The Port of Ilwaco’s new dredge may be able to help ease the burden. It can handle dredging its channel to about the U.S. Coast Guard Station at Cape Disappointment, Glenn said.

The Corps would have to take over from there because that’s where the water gets rougher and the current picks up.

If an arrangement could be made for the port to handle dredging a portion of the channel and pumping the spoils to Sand Island, it could make the port’s extra expenses of using Sand Island for spoils worth it, he said.

“If we work with the Corps to help maintain the channel, it makes more sense economically,” he added.

Neva said contracting some of the work with the port would save the Corps money while helping the port.

It costs the Corps about $250,000 just to get its dredge to the port and remove it when the work is done, he said.

He’s discussed the issue with the Corps as well as using Sand Island, and the response was positive, but nothing is in writing. When he asked about using Sand Island it took nine months to get a response.

“The Corps moves so darn slowly, it takes forever,” Neva said. You get discouraged in the process.”

Federal budget

Glenn said last week’s announcement of a federal budget deal offers hope for getting the channel dredged.

Neva explained, without a budget it would have been at least summer of 2015 before the channel would be dredged.

“With the budget passing, there will be a pot of money for us to compete for,” he said.

The Harbor Maintenance Trust Fund spending budget includes $30 million for the Corps to maintain access to small ports.

The Port of Ilwaco will have to compete with hundreds of other ports across the nation for those limited funds, Neva said.

The port will have to show need.

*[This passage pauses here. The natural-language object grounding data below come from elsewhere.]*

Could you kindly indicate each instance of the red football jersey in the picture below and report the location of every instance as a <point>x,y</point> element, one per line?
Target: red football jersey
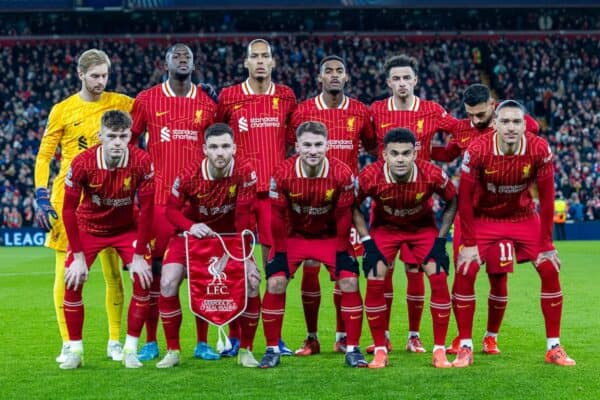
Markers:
<point>311,201</point>
<point>424,119</point>
<point>259,122</point>
<point>404,205</point>
<point>504,181</point>
<point>464,132</point>
<point>348,126</point>
<point>107,207</point>
<point>175,127</point>
<point>214,202</point>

A 51-foot fishing boat that ran aground in May and revised navigation charts showing the channel getting narrower and shallower should cover that, Neva said.

Importance of the port will also come into play. Having a Coast Guard Station on the channel helps make the case, he said.

Then it’s a matter of the Economic Development Council working with ports showing the economic value of the ports in the county, and we have that data, Neva said.